El Lehendakari endurece el tono y exige una integración obligatoria a los más de 300.000 inmigrantes que viven en el País Vasco. En un mensaje cargado de emotividad y rigor político, Imanol Pradales advierte que la paciencia se agota con el Gobierno de Sánchez y reclama las competencias totales para blindar la cultura y el bienestar de la «casa vasca».
Golpe sobre la mesa en el Palacio de Miramar. El Lehendakari, Imanol Pradales, ha aprovechado el cierre de año para lanzar un mensaje que ya retumba en todo el arco político: la integración de quienes llegan a Euskadi no es una opción, es un deber sagrado. Con una narrativa vibrante y por momentos dramática, Pradales ha recordado que la población extranjera se ha multiplicado por diez en apenas dos décadas: de 30.000 a más de 300.000 personas. "Habéis puesto un pie en Euskadi. Os animo a que pongáis los dos", sentenció en un llamamiento que mezcla la acogida humanista con una exigencia identitaria sin precedentes.

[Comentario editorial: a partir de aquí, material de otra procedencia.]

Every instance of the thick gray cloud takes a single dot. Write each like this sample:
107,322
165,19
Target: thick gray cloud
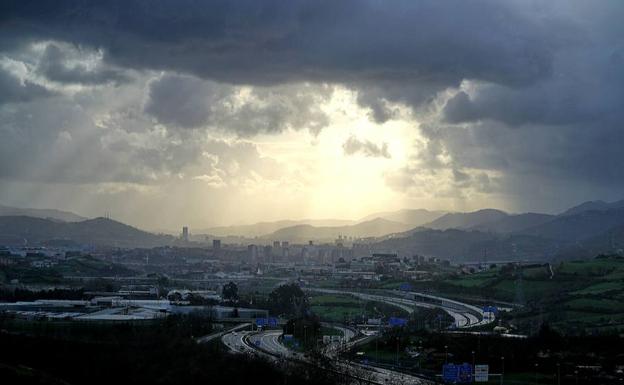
511,94
15,90
432,42
354,146
53,65
190,102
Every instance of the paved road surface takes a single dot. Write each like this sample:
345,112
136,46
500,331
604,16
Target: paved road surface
465,315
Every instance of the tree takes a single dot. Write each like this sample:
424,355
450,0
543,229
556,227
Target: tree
230,291
288,299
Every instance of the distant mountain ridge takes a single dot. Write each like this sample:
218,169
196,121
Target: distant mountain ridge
593,206
413,217
372,228
513,223
58,215
264,228
466,220
98,231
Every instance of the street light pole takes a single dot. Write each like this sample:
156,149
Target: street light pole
535,381
473,363
397,351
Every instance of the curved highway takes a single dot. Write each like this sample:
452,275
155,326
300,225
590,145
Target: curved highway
464,315
268,343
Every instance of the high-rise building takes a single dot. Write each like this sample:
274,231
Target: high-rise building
252,253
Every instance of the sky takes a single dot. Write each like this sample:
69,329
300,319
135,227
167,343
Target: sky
169,113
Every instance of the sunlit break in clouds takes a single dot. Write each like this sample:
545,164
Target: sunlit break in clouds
164,113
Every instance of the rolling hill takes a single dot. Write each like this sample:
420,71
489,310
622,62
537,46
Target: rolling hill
412,217
264,228
461,245
593,206
466,220
98,231
578,227
372,228
514,223
57,215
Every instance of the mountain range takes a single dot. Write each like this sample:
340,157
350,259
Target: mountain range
583,230
371,228
64,216
23,230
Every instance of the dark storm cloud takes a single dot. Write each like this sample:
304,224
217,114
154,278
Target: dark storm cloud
190,102
535,89
53,65
15,90
256,42
354,146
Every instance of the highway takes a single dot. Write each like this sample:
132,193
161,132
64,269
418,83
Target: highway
464,315
268,343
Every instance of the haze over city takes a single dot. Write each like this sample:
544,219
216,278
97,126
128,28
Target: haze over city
311,192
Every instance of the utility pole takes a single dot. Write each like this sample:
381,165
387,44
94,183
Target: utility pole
397,356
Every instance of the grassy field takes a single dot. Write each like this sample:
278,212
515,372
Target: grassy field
578,295
340,308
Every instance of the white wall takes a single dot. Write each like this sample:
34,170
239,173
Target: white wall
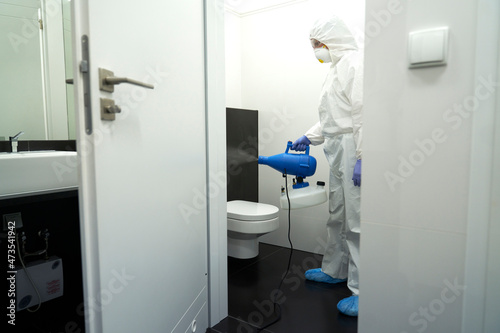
416,166
270,67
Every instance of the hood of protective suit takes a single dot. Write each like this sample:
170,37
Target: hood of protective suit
335,34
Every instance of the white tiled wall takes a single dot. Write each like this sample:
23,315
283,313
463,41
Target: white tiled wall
416,171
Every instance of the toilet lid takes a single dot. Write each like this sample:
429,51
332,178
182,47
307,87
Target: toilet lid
251,211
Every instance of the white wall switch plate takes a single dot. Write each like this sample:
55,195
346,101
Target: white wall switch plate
428,47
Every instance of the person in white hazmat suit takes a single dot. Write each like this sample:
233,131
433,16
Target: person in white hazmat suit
340,130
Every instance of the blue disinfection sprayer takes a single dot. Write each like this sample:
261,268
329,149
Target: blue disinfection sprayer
299,165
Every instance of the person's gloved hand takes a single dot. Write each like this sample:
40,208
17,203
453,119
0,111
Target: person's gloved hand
356,175
301,143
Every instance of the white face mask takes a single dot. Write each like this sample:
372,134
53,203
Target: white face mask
322,54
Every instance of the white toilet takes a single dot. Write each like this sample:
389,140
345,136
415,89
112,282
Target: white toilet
246,222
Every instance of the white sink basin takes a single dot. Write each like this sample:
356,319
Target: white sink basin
37,172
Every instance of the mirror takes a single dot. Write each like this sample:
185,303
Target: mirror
36,61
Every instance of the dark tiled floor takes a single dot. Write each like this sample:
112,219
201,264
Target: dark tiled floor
306,306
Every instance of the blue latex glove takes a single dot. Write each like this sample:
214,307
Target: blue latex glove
356,175
301,143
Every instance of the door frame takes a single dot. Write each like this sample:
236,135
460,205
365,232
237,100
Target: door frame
483,175
216,160
215,171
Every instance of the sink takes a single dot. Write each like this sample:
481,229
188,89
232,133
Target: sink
37,172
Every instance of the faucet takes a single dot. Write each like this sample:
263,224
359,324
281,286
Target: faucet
13,141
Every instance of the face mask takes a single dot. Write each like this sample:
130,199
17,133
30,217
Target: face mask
322,54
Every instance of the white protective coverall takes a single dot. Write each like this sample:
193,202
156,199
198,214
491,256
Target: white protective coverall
340,129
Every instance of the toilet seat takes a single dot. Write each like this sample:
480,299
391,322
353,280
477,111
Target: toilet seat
251,211
246,222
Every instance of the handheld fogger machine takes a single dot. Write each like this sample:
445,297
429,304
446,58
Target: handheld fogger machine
301,166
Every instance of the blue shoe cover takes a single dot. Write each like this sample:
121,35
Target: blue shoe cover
349,306
318,276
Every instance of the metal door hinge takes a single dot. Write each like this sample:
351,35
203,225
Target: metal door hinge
84,69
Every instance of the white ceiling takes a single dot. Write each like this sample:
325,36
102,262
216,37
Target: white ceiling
244,7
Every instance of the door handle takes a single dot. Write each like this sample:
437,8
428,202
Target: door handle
107,81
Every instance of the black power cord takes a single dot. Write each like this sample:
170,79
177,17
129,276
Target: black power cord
277,307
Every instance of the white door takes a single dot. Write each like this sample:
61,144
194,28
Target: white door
144,238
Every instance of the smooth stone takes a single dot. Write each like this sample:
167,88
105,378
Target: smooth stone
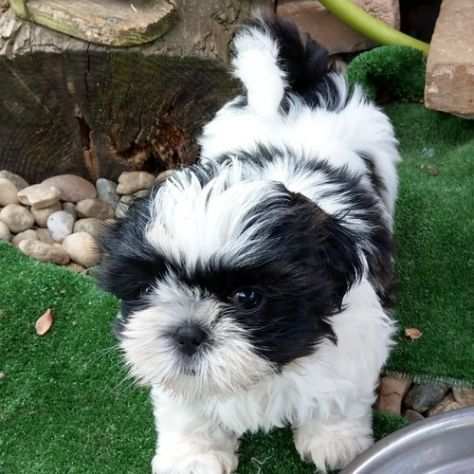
91,225
41,215
60,225
130,182
73,188
82,248
141,194
413,416
391,393
464,396
39,196
423,397
94,208
44,236
71,208
17,218
44,252
447,404
29,234
16,179
5,233
107,191
8,192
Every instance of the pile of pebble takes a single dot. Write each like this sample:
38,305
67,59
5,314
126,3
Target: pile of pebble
416,401
60,219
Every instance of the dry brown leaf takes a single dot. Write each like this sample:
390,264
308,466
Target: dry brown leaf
44,322
413,333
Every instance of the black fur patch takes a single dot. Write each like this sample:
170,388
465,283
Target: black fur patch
306,63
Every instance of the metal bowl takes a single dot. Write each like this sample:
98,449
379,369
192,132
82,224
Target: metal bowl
443,444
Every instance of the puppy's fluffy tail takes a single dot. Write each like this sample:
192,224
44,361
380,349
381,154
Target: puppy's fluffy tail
274,62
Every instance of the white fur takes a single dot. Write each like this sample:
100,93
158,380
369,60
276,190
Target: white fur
326,397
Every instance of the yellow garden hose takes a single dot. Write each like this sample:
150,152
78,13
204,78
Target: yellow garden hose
374,29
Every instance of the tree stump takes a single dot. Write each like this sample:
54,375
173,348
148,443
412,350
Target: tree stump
69,106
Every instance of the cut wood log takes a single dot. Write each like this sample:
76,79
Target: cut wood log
450,68
69,106
109,22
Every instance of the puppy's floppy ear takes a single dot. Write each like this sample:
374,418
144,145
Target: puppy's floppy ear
335,248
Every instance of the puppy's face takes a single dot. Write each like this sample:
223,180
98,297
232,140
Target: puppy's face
224,280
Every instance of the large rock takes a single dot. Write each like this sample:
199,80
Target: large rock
82,248
17,218
391,393
73,188
107,191
39,196
132,181
44,252
29,234
4,232
60,225
325,28
91,225
8,192
95,208
450,69
17,180
41,215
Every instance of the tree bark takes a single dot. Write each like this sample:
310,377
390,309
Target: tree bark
68,106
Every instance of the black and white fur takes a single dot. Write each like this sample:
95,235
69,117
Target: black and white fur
253,283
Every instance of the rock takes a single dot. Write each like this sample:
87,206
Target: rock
73,188
163,176
412,416
71,208
464,396
450,68
5,232
44,236
90,225
141,194
133,181
44,252
391,393
324,27
41,215
17,180
94,208
447,404
82,248
107,191
423,397
39,196
60,225
26,235
75,267
8,192
17,218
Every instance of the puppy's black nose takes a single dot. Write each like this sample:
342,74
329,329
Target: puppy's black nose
189,338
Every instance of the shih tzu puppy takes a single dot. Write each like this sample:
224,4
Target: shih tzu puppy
254,283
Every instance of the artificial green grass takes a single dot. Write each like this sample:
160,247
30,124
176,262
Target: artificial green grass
65,403
67,407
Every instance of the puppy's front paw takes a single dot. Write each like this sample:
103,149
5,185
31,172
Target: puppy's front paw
332,447
213,462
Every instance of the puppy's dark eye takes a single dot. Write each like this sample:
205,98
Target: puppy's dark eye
247,298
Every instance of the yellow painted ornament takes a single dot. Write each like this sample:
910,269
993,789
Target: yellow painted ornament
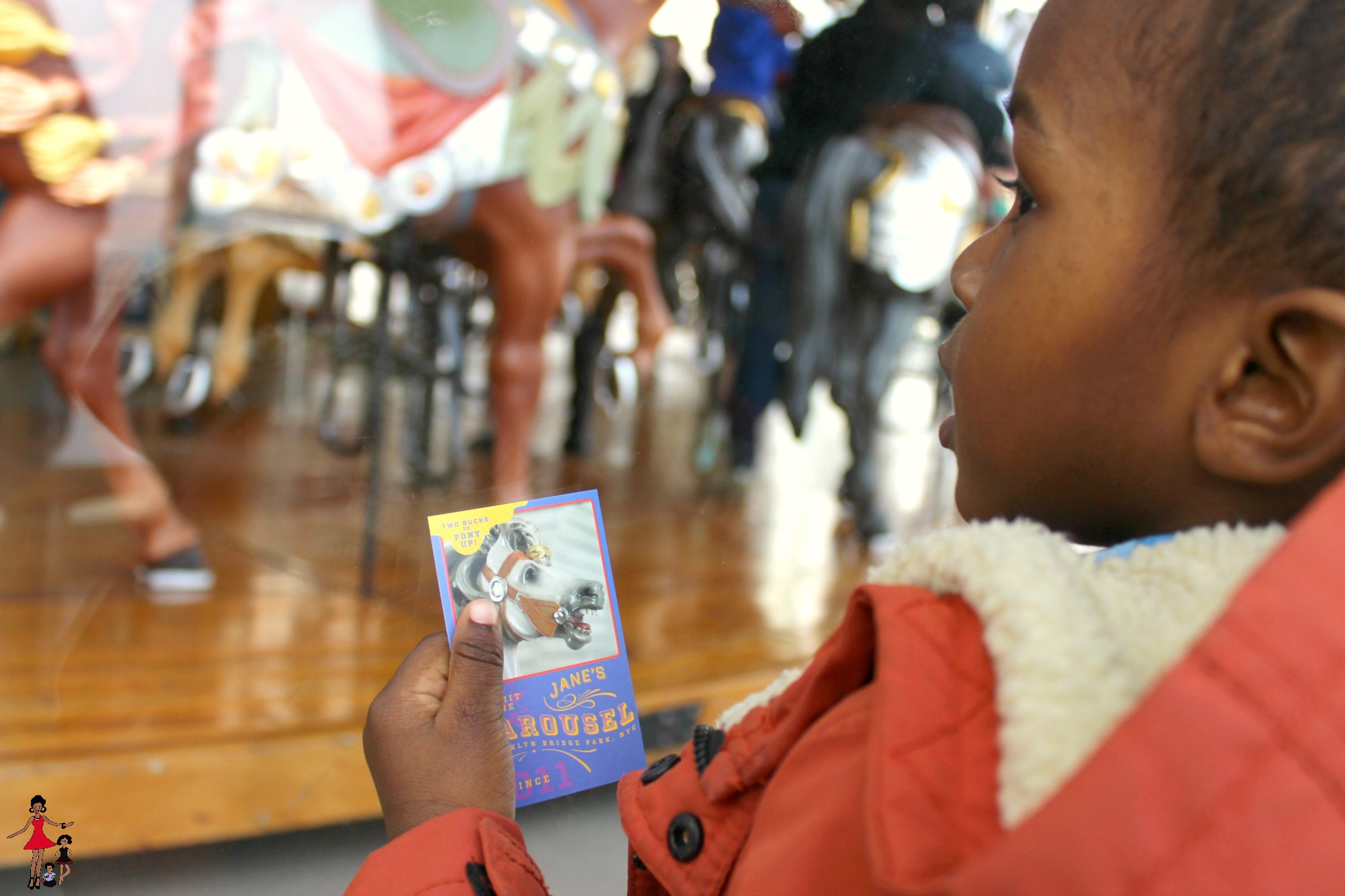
63,145
25,34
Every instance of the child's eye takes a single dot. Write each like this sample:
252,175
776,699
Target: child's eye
1024,200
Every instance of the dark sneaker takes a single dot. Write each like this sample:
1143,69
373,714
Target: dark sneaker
185,571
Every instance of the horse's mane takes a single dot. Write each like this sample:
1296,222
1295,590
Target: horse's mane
463,572
521,536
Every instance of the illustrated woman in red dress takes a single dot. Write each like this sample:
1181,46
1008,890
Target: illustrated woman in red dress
40,842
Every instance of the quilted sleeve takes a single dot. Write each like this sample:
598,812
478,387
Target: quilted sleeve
469,852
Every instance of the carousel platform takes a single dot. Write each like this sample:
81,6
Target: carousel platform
157,723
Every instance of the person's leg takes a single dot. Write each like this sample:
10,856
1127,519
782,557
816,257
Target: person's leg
759,369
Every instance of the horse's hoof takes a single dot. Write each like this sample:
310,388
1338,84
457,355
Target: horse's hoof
189,386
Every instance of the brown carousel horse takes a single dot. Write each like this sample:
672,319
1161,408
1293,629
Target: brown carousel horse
61,166
50,240
529,224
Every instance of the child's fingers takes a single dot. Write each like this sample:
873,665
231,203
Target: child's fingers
424,674
477,666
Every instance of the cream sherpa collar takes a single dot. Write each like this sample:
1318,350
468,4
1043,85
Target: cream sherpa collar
1075,642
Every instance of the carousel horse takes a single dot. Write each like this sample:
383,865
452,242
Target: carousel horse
489,127
644,186
486,124
245,267
65,248
513,567
875,225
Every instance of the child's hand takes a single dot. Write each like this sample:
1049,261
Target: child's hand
435,736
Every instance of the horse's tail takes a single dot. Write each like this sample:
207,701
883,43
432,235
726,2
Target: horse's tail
817,251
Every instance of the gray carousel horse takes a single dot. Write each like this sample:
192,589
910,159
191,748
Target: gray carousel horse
513,567
874,227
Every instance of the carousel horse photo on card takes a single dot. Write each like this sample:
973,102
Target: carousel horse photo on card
514,568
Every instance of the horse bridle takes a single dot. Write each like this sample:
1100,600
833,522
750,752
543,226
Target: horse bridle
547,615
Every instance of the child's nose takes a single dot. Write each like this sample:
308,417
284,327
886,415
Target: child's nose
970,270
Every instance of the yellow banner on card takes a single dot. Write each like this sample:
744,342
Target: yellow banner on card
466,529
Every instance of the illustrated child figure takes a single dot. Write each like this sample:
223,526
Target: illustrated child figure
40,842
64,856
1153,362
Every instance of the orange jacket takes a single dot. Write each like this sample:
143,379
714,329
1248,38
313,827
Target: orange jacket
876,771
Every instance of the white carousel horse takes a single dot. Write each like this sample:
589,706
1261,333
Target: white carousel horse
514,569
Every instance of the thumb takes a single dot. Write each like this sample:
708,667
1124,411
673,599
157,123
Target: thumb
477,665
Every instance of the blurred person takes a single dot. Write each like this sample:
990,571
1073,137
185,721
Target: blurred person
1153,361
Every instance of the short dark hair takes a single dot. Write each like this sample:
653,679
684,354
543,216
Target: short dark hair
1260,153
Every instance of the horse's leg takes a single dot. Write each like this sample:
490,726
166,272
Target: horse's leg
176,322
532,259
626,245
252,264
46,251
48,255
83,348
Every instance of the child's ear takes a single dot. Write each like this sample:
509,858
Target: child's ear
1277,415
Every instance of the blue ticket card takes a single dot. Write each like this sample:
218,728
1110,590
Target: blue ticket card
570,705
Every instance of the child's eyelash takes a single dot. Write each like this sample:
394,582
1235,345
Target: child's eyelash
1020,192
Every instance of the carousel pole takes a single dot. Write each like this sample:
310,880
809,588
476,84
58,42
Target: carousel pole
393,257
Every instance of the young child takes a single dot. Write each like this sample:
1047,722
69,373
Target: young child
64,845
1155,360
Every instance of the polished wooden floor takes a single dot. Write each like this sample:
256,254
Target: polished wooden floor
158,723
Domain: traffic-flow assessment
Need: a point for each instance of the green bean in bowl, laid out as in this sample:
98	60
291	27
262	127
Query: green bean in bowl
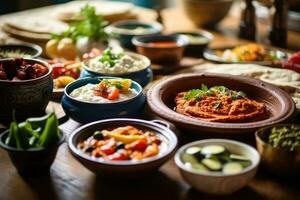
279	147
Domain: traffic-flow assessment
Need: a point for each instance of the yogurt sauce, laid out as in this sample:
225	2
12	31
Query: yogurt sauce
86	93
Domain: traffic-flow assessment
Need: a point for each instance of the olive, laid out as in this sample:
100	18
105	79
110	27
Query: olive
89	149
30	72
3	75
21	74
98	135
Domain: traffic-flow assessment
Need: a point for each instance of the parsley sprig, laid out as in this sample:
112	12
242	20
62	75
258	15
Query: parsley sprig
90	25
198	94
110	57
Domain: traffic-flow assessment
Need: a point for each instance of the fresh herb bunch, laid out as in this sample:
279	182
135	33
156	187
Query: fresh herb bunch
90	25
287	137
34	132
110	57
198	94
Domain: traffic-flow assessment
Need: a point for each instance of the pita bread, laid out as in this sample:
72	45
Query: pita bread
37	25
285	79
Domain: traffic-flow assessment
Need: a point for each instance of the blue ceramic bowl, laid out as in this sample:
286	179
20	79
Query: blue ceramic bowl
119	29
84	112
143	76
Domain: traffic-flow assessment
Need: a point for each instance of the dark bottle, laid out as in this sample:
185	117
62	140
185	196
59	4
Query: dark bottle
278	33
248	22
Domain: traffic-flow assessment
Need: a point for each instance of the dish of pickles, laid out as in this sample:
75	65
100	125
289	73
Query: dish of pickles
214	159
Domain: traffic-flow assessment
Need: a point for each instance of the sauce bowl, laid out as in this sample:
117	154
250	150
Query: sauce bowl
83	112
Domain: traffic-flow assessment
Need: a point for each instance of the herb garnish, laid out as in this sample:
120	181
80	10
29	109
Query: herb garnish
287	137
198	94
110	57
90	25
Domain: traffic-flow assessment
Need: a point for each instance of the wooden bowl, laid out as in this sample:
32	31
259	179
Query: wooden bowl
161	101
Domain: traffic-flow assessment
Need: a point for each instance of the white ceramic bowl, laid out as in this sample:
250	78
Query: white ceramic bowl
215	183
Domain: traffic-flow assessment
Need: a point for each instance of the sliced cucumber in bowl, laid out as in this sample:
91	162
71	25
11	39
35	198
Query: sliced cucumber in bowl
232	168
211	164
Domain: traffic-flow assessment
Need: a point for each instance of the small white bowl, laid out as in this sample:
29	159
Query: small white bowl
217	183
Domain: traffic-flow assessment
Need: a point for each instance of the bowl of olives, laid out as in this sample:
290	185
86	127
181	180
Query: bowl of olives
25	87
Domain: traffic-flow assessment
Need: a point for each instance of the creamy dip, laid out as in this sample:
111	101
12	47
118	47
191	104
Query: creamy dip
125	64
86	93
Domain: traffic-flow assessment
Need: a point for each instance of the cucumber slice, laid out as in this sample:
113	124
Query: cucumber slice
187	158
232	168
238	157
213	165
213	150
192	150
199	168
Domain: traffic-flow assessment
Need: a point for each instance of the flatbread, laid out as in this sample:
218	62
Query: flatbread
37	25
287	80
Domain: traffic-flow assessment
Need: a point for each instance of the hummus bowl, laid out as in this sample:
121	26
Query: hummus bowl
83	110
161	100
141	73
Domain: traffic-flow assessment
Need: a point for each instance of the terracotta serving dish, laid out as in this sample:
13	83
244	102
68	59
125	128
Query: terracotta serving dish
161	101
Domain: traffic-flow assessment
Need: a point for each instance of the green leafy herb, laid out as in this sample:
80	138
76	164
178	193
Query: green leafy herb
110	57
198	94
287	137
34	132
90	25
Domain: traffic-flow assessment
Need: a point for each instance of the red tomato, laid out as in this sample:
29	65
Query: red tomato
114	94
58	70
119	155
139	145
107	149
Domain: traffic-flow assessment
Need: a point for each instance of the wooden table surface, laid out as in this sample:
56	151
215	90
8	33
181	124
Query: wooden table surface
68	179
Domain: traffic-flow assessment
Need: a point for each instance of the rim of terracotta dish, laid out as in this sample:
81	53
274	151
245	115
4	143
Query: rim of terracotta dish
169	136
33	60
181	41
160	108
113	28
247	147
147	61
140	92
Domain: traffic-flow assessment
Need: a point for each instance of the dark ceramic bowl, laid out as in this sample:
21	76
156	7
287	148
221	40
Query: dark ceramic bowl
143	76
196	49
277	161
31	161
164	55
31	50
26	97
84	112
206	13
119	29
122	169
161	97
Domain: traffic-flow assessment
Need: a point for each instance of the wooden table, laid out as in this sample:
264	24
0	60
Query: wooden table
68	179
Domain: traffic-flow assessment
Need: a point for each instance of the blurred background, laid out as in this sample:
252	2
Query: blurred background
17	5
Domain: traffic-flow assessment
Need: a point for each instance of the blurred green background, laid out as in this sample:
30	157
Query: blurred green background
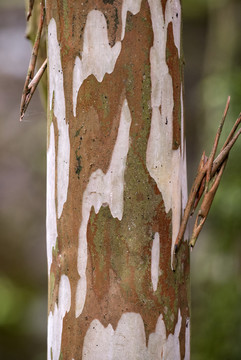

El líder del PNV no ha hablado en el vacío. Sus palabras llegan en un momento de máxima sensibilidad social. Según fuentes del Gobierno Vasco, la gestión de la integración social de los inmigrantes con protección internacional ya está en manos de Vitoria tras el pacto de investidura con Pedro Sánchez. Este traspaso, valorado en 2,4 millones de euros anuales, permite a Euskadi controlar los itinerarios de inclusión durante los primeros seis meses, incluyendo formación y vivienda. Pero Pradales quiere más: exige el cumplimiento íntegro de los acuerdos este mismo enero. "La paciencia se agota", advirtió, dejando claro que el autogobierno no es una moneda de cambio, sino una necesidad de supervivencia.
Esta demanda de "integración o nada" no es exclusiva del Norte. El eco de las palabras de Pradales resuena con fuerza en territorios como Balears, donde la ciudadanía clama por un mayor control ante la saturación y la erosión de la lengua propia. El mensaje es nítido: para que el sistema no colapse, el que viene debe abrazar la cultura local.
A pesar del tono rotundo, Pradales se apoya en el rigor del Foro Zedarriak, que califica la migración como un fenómeno "inevitable y necesario" para evitar la quiebra demográfica y la falta de mano de obra. Sin embargo, el Lehendakari ha sido tajante: el humanismo tiene reglas. La libertad y la seguridad de Euskadi dependen de que los nuevos residentes entiendan que llegan a un país con "identidad propia". Es un camino de doble sentido: derechos, sí, pero obligaciones innegociables. La "casa vasca" abre sus puertas, pero exige que nadie intente cambiar sus cimientos.